Some of the strongest arguments in support of standard statistical methods is that they are a great improvement over the chaos that preceded them and that they have proved enormously useful in practice. Both of these are true, in part because statisticians, armed with an understanding of the limitations of traditional methods, interpret quantitative results, especially P values, very differently from how most nonstatisticians do. But in a world where medical researchers have access to increasingly sophisticated statistical software, the statistical complexity of published research is increasing, and more clinical care is being driven by the empirical evidence base, a deeper understanding of statistics has become too important to leave only to statisticians.

The second article will explore the use of Bayes factor—the Bayesian measure of evidence— and show how this approach can change not only the numbers we report but, more important, how we think about them.

Toward Evidence-Based Medical Statistics. 2: The Bayes Factor


Introduction to Bayesian methods I: measuring the strength of evidence
(Steven N Goodman, Clinical Trials 2005; 2: 282-290)

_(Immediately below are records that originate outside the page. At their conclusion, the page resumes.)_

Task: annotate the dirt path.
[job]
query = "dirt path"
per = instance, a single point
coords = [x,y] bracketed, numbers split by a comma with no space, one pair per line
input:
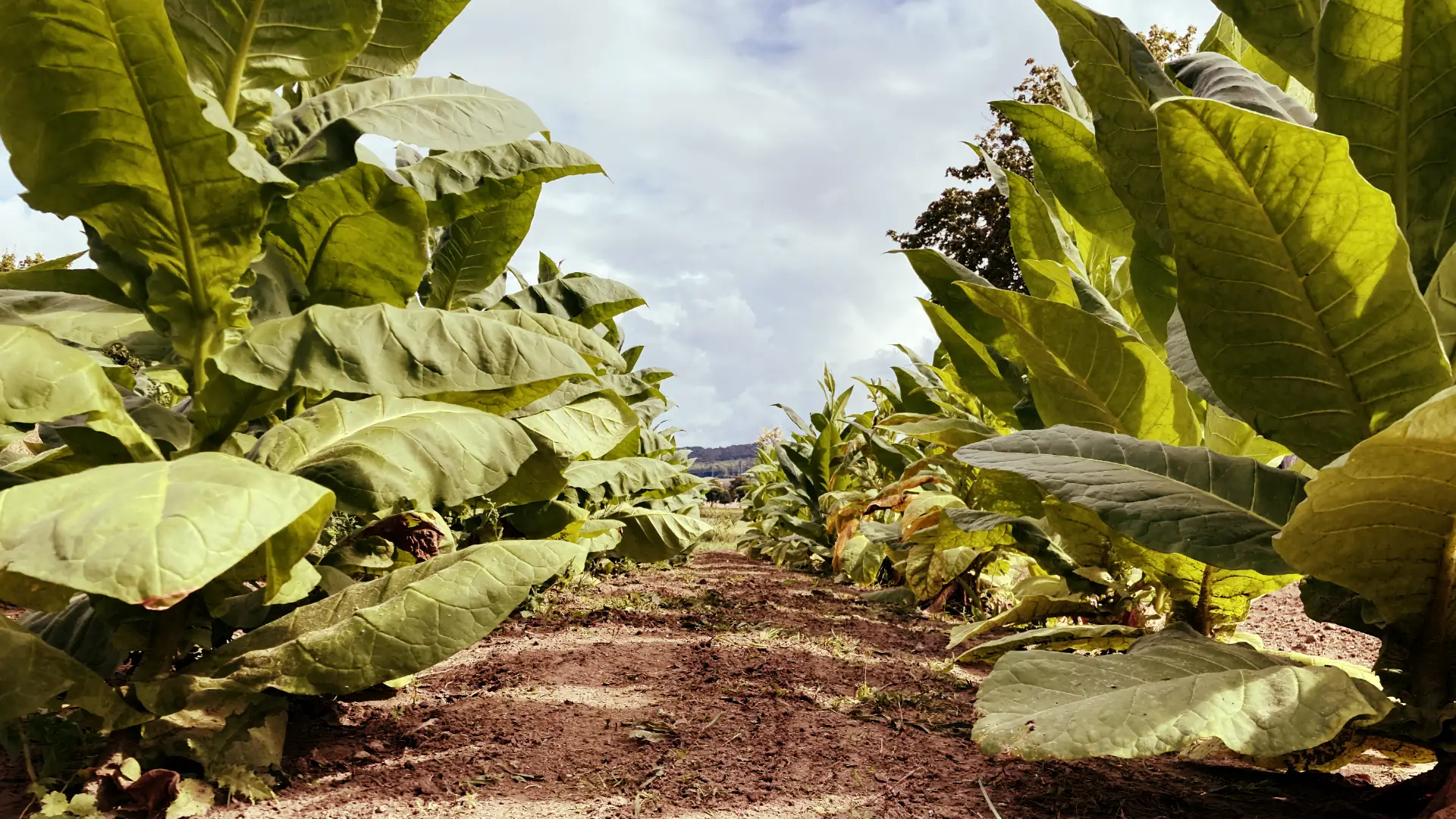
[724,689]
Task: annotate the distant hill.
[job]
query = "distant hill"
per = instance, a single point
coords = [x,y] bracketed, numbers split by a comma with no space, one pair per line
[723,461]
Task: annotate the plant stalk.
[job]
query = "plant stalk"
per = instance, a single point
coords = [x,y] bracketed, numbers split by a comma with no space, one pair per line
[239,64]
[1432,675]
[1206,602]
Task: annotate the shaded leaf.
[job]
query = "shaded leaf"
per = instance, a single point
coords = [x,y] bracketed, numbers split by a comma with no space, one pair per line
[382,452]
[1169,689]
[1218,509]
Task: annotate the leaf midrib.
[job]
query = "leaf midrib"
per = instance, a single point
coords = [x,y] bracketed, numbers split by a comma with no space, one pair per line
[1312,316]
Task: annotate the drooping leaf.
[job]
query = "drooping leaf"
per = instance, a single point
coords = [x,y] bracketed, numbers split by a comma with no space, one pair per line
[1120,80]
[155,532]
[232,47]
[651,537]
[1382,83]
[974,366]
[66,280]
[628,477]
[34,673]
[1219,509]
[1283,30]
[1440,299]
[476,251]
[937,428]
[584,299]
[580,338]
[1153,278]
[1068,159]
[1216,76]
[411,620]
[453,356]
[1204,596]
[1087,373]
[80,319]
[378,452]
[590,426]
[1037,601]
[42,379]
[1034,235]
[175,196]
[353,240]
[1169,689]
[1055,639]
[433,112]
[1293,280]
[1226,38]
[456,186]
[405,31]
[1379,522]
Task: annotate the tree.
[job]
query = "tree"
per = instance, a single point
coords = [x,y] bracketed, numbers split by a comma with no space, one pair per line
[973,226]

Bayesian inference is a formal method to combine evidence external to a study, represented by a prior probability curve, with the evidence generated by the study, represented by a likelihood function. Because Bayes theorem provides a proper way to measure and to combine study evidence, Bayesian methods can be viewed as a calculus of evidence, not just belief. In this introduction, we explore the properties and consequences of using the Bayesian measure of evidence, the Bayes factor (in its simplest form, the likelihood ratio). The Bayes factor compares the relative support given to two hypotheses by the data, in contrast to the P-value, which is calculated with reference only to the null hypothesis. This comparative property of the Bayes factor, combined with the need to explicitly predefine the alternative hypothesis, produces a different assessment of the strength of evidence against the null hypothesis than does the P-value, and it gives Bayesian procedures attractive frequency properties. However, the most important contribution of Bayesian methods is the way in which they affect both who participates in a scientific dialogue, and what is discussed. With the emphasis moved from "error rates" to evidence, content experts have an opportunity for their input to be meaningfully incorporated, making it easier for regulatory decisions to be made correctly.